In an arrangement that lasted for six months, Lilian Waswa left her two-and-a-half-year-old daughter, Marion Pendo, in the care of her neighbour, Alice Wanyonyi, whenever she was away at work.
She would pick up her daughter in the evening when she returned from work at 6pm, paying the guardian Sh70 a day for her services.
All seemed well, as baby Pendo seemed to be well integrated into the neighbour’s family.
But a sudden and unexpected turn of events on December 30, 2022, shattered the tranquillity of what had become a seemingly secure arrangement.
On that fateful day, things took a tragic turn when baby Pendo, who usually stayed with Wanyonyi’s family until late in the evening, met an untimely demise.
After arriving home, Waswa, a primary school teacher, went to her neighbour’s house as was her norm to pick up her daughter.
But Marion was busy playing with Wanyonyi’s husband, Joab Khayega Murunga, a boda boda driver in Nakuru’s Rhonda Estate.
The routine seemed normal until the mother realised that her daughter did not want to leave and decided to give her more time while she went home to prepare meals.
But when Waswa returned 30 minutes later to borrow a sufuria (cooking pot) from Wanyonyi’s house, she overheard Murunga standing at the door demanding that his wife be called.
Shockingly, he claimed to have killed a ghost in her house.
This startling statement sent her into a state of panic and confusion, as she was unaware of any supernatural element in the house. When she tried to enter the house, Murunga blocked her way and threatened her with violence.
Fearing for her daughter’s safety, she managed to look inside, only to see a horrific scene – her child lying on the floor in a pool of blood.
The accused, Murunga, continued to block the doorway, adding to the mother’s distress.
“I feared for my daughters’ safety when he shouted ‘ile jini imekua ikitusumbua nimeiiua leo (I’ve killed the ghost that has been haunting us)‘,” she told a Nakuru court, testifying in her daughters’ murder case before Justice Samuel Mohochi.
She said Murunga told her he had killed a ghost and not her daughter.
“Beryl, a neighbour, looked in and I also looked in and saw my child lying by the side with blood and brain matter splattered all over. The accused was still blocking the door,” Ms Waswa said.
Vivian Atieno, a neighbour who also testified in court, said she heard Murunga’s voice praying deeply.
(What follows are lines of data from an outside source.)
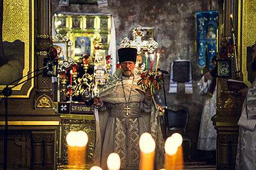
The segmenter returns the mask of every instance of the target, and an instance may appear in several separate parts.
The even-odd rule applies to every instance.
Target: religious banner
[[[184,83],[185,93],[193,94],[191,64],[189,60],[173,61],[171,66],[169,93],[176,93],[178,83]]]
[[[196,15],[198,65],[211,70],[216,53],[218,11],[198,12]]]

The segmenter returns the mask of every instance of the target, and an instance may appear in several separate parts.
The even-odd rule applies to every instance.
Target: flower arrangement
[[[141,72],[141,79],[137,84],[143,89],[149,89],[152,95],[156,90],[162,88],[163,80],[162,73],[156,71],[153,72],[151,70],[145,70]]]

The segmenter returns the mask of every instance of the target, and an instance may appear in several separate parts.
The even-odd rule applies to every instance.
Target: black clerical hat
[[[121,48],[118,50],[119,62],[133,61],[136,62],[137,49],[134,48]]]

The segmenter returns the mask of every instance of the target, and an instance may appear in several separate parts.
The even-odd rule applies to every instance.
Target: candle
[[[70,85],[72,85],[72,74],[73,73],[73,70],[70,70]]]
[[[182,137],[179,133],[174,133],[170,137],[178,147],[177,152],[174,156],[175,168],[176,169],[183,169],[183,150],[181,146],[183,141]]]
[[[156,53],[156,73],[157,71],[157,68],[158,68],[158,64],[159,63],[159,59],[160,59],[160,53]]]
[[[151,55],[151,71],[153,69],[153,62],[154,62],[154,54],[150,54]]]
[[[233,24],[233,15],[230,14],[230,20],[231,20],[231,29],[234,29],[234,24]]]
[[[139,170],[153,170],[156,148],[155,141],[150,134],[144,133],[141,135],[139,143],[141,149]]]
[[[115,153],[111,153],[107,158],[107,165],[108,170],[119,170],[121,166],[119,155]]]
[[[149,56],[149,55],[148,55],[148,52],[145,52],[145,70],[147,70],[147,67],[148,66],[148,57]]]
[[[90,170],[102,170],[102,168],[97,166],[94,166],[90,168]]]
[[[182,144],[182,136],[179,133],[174,133],[170,136],[174,141],[174,142],[178,146],[180,147]]]
[[[175,168],[175,154],[178,150],[178,145],[175,144],[172,136],[169,137],[164,144],[164,169],[172,170]]]
[[[69,165],[85,165],[87,134],[83,131],[70,131],[66,137]]]

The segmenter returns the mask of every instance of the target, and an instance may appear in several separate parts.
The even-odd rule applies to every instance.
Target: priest
[[[256,42],[252,54],[252,66],[256,70]],[[235,169],[256,168],[256,78],[250,88],[239,91],[245,97],[237,124],[239,134]]]
[[[163,167],[164,143],[156,104],[149,90],[137,84],[140,78],[135,68],[137,49],[118,49],[121,68],[118,69],[94,98],[98,106],[94,164],[107,169],[107,159],[114,152],[121,159],[120,169],[138,169],[139,140],[144,132],[150,133],[156,142],[155,163]]]

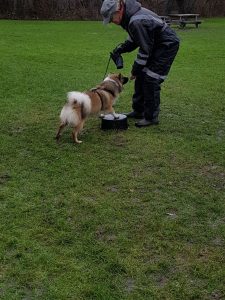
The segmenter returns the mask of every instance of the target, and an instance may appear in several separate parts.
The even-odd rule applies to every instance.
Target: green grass
[[[83,144],[67,130],[57,145],[66,92],[100,82],[126,33],[0,21],[1,299],[225,299],[224,26],[177,30],[159,126],[95,117]]]

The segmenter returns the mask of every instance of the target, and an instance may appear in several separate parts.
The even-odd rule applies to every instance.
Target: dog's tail
[[[77,126],[80,119],[85,119],[91,112],[91,99],[88,95],[80,92],[69,92],[67,104],[64,105],[60,119],[61,123]]]

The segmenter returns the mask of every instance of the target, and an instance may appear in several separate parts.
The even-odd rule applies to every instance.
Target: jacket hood
[[[130,18],[141,9],[141,4],[137,0],[126,0],[125,1],[125,13],[121,22],[121,26],[126,29]]]
[[[141,8],[141,4],[137,0],[126,0],[125,6],[128,18],[131,18]]]

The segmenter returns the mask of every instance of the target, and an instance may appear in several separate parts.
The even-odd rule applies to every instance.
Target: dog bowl
[[[126,130],[128,128],[127,116],[123,114],[117,114],[118,118],[115,119],[113,115],[108,114],[102,118],[101,129],[102,130]]]

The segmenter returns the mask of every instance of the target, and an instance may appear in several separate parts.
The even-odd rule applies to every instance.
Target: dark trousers
[[[136,112],[144,113],[146,120],[152,120],[159,115],[162,82],[163,80],[149,77],[144,72],[136,77],[132,108]]]
[[[179,43],[176,43],[166,52],[164,49],[156,50],[146,66],[153,74],[142,71],[136,76],[132,108],[144,113],[146,120],[155,119],[159,115],[161,84],[169,73],[178,49]]]

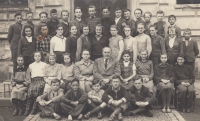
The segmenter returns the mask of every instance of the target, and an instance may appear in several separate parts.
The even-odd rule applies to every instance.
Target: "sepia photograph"
[[[200,0],[0,0],[0,121],[200,121]]]

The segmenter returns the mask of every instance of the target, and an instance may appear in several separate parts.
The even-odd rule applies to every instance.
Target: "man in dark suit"
[[[111,58],[111,49],[105,47],[102,50],[103,57],[95,60],[93,74],[101,81],[103,89],[107,89],[113,76],[120,76],[120,65]]]
[[[199,54],[197,42],[191,38],[191,30],[187,28],[184,31],[183,51],[185,54],[185,64],[195,68],[195,58]]]
[[[123,35],[123,27],[122,23],[125,22],[125,19],[122,18],[122,9],[116,8],[115,9],[115,25],[117,25],[118,34]]]

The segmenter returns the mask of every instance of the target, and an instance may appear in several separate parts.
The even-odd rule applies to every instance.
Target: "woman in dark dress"
[[[170,113],[170,101],[173,93],[173,66],[167,63],[167,54],[160,56],[161,63],[154,67],[154,83],[157,85],[157,96],[162,99],[162,112]]]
An investigation revealed that he claimed to have killed a troubling ghost in his family.
But when another neighbour entered the house, she emerged screaming and alerted the community to the terrible truth. The neighbourhood quickly mobilised and a mob gathered to bring justice to Murunga.
But police from Rhonda Police Station intervened, rescuing him and taking custody of the child’s lifeless body.
The government pathologist, Dr Titus Ngulungu, conducted a post-mortem examination and found that the child had died of multiple head trauma, severe head injuries, extensive skull fractures and lacerations.
The examination also showed signs of extensive brain damage, with the head swollen, deformed and bruised in various places.
Murunga was charged with murder and appeared in court on January 19 this year. A psychiatric evaluation ruled out insanity and confirmed that he was fit to stand trial.
The harrowing incident shocked the community and raised questions about child safety and trust in seemingly familiar surroundings.
The hearing will continue on February 12, 2024.